Friday, September 12, 2014

Sarbanes Oxley Described

The Sarbanes-Oxley Act of 2002 must be complied with by all businesses. The main idea is to prevent fraud and put practices into place that protect businesses from such.


What is Sarbanes-Oxley?


Sarbanes-Oxley is an Act that consists of 11 titles and 66 sections. Sarbanes-Oxley requires businesses comply with a number of controls to prevent financial loss because of fraud and unnecessary spending.


History


Sarbanes-Oxley was drafted after the stock market disaster of the late 1990s, when investors lost trillions of dollars.

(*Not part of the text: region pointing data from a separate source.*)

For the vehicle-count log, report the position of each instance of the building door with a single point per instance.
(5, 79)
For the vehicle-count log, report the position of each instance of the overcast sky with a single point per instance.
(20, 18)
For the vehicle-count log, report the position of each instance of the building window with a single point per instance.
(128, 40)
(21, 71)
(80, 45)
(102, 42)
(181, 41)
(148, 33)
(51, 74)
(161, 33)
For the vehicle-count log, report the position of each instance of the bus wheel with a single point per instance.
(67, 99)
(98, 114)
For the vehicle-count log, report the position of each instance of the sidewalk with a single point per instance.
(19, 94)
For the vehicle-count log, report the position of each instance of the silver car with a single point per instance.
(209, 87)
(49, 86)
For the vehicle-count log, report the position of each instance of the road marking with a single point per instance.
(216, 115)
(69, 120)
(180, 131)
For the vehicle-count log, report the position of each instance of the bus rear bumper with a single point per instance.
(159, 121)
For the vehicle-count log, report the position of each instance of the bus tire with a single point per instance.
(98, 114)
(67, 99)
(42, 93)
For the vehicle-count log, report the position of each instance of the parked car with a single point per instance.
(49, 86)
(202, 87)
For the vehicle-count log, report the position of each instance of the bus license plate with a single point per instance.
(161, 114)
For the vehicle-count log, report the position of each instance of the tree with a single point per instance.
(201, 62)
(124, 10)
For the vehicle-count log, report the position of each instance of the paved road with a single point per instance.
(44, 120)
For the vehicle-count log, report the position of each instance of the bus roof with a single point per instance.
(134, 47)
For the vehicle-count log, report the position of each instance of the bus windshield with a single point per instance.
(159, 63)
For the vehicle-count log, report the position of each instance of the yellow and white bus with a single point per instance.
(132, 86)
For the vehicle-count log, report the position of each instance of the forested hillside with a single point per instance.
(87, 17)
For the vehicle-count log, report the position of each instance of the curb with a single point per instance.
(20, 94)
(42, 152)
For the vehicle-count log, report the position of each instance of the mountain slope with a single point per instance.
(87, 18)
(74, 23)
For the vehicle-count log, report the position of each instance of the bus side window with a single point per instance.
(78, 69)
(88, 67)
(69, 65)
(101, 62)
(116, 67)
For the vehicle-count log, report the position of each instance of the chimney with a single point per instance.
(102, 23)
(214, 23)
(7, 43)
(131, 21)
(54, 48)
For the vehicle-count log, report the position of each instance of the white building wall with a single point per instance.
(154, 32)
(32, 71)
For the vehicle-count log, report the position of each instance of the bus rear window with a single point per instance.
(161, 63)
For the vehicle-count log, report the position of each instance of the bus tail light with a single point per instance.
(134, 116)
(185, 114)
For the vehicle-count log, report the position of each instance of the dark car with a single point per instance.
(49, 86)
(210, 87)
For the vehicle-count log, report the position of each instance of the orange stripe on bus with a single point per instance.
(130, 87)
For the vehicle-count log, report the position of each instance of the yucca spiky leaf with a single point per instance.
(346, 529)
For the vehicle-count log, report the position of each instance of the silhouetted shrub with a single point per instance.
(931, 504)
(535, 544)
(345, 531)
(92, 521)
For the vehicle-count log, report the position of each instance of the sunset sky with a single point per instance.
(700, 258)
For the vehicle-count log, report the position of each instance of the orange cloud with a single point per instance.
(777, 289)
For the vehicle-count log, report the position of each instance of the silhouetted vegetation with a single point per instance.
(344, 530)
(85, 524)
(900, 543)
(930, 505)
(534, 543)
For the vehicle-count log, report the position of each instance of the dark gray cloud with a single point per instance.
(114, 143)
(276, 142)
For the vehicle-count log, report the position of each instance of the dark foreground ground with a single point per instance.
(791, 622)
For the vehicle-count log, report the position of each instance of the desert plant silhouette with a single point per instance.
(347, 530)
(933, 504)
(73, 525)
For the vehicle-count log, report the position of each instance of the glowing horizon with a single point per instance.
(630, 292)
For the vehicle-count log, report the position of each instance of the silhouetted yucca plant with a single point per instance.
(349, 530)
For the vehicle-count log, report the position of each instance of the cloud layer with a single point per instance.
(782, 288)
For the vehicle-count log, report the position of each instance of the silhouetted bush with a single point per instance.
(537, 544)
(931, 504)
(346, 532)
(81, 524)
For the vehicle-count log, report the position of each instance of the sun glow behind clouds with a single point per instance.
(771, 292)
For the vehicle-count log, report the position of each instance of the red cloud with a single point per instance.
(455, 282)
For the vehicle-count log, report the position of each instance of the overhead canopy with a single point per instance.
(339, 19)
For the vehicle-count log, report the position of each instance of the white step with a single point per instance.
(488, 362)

During that time, a small number of individuals made billions at the expense of these investors.


Key Elements


Sarbanes-Oxley forces business to be accountable for their actions, and to take responsibility to ensure their business practices are sound through the implementation of internal procedures and controls. These procedures and controls are then tested by auditors for compliance, and reported upon.


Cost


The average cost of Sarbanes-Oxley compliance is $1.7 million. It is expected these costs will drop each year as companies become familiar with Sarbanes-Oxley practices and employ staff to handle it as a department.


Benefits


The overall purpose of Sarbanes-Oxley is to reduce corporate costs and prevent fraudulent business practices. Sarbanes-Oxley improves financial practices and makes a business more efficient over time.